I am extremely lucky in that I have a great friend Carl who is an amazing designer. One of his strengths beyond design is his ability to visualize the users’ experience. It is always challenging to work with Carl and I mean that in the most appreciative and affectionate way. Carl challenges me, makes me think and in the vast majority of the time is spot on in his process.
100% of my interaction with LiveBooks was done via email. In fact, it was somewhat into the process that I realized that my customer service contact, Elena was really based in Romania. Both her understanding of the LiveBooks system and her English were perfect. Once we synced up on the zone differences, things went even more smoothly than before. I would send off requests, comments etc. each evening Minneapolis time and by the time I was at my desk early the next morning I would see the result of the changes. We could do another round in the early morning and then she would be gone for the day. I did have to pay for two additional design changes at $50 each (total cost now up to $700, including the annual fee).

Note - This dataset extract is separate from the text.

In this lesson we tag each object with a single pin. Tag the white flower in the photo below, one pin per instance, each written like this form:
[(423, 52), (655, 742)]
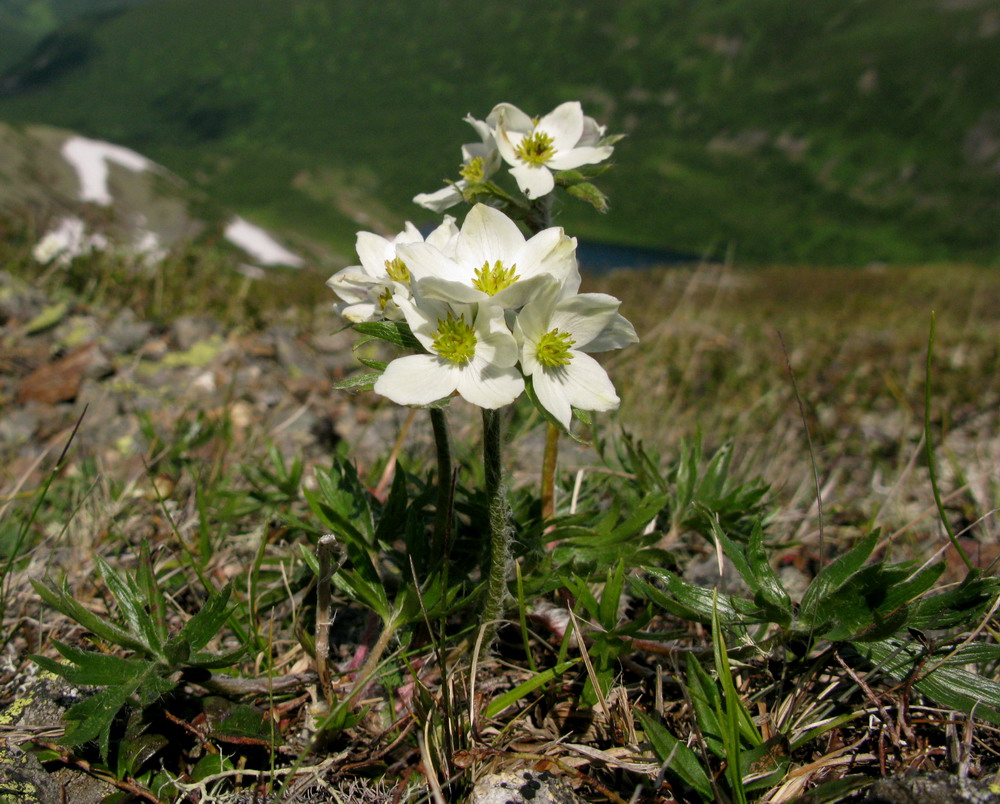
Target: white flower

If you look at the LiveBooks offerings and then see the magnitude of the changes I have made (and if you knew how picky I am), you could easily understand how this process could take months. The changes of which there were many, took just over 2 weeks. Looking back at the process, I am still impressed with their responsiveness. Best of all, there were no compromises on my part.
There are a few things that I realized in the development process. Whereas I used to be really flattered by the sheer number of people looking at my site immediately after an event, that is now much less important. What I want are the right people to look at it and for them to be blown away by the images. My constituencies are much more clearly defined and include, but are not limited to:
- Photo Editors;
- Art Directors;
- Race Directors; and
- Workshop Participants.
Of course the list could go on, but these are the primary users of my images. Everyone is of course welcome and I am always flattered, but I wanted to build a site that would show off the quality and diversity of my work, not necessarily the volume of it.
Although I still have some content to add, SEO and behind the scenes work to do on the site, the change from my prior site is so dramatic I wanted to get it launched as soon as practical.
Will the new site lead to more business? There is no doubt in my mind that it will. In fact, I picked up two small projects solely by showing off the test site before it was launched.
Two of my favorite things about my LiveBooks site are: the site scales to fit the size of your screen, so you never have to use the scroll bar to see the entire page; and based on the interactive homepage, you can see 15 of my images without a single mouse click!
It was a lot of work to bring the site to its current state, but well worth it and LiveBooks made it much easier than I could have imagined!
Take a look if you get a chance. I hope you like what I have done, with a little help from my friends.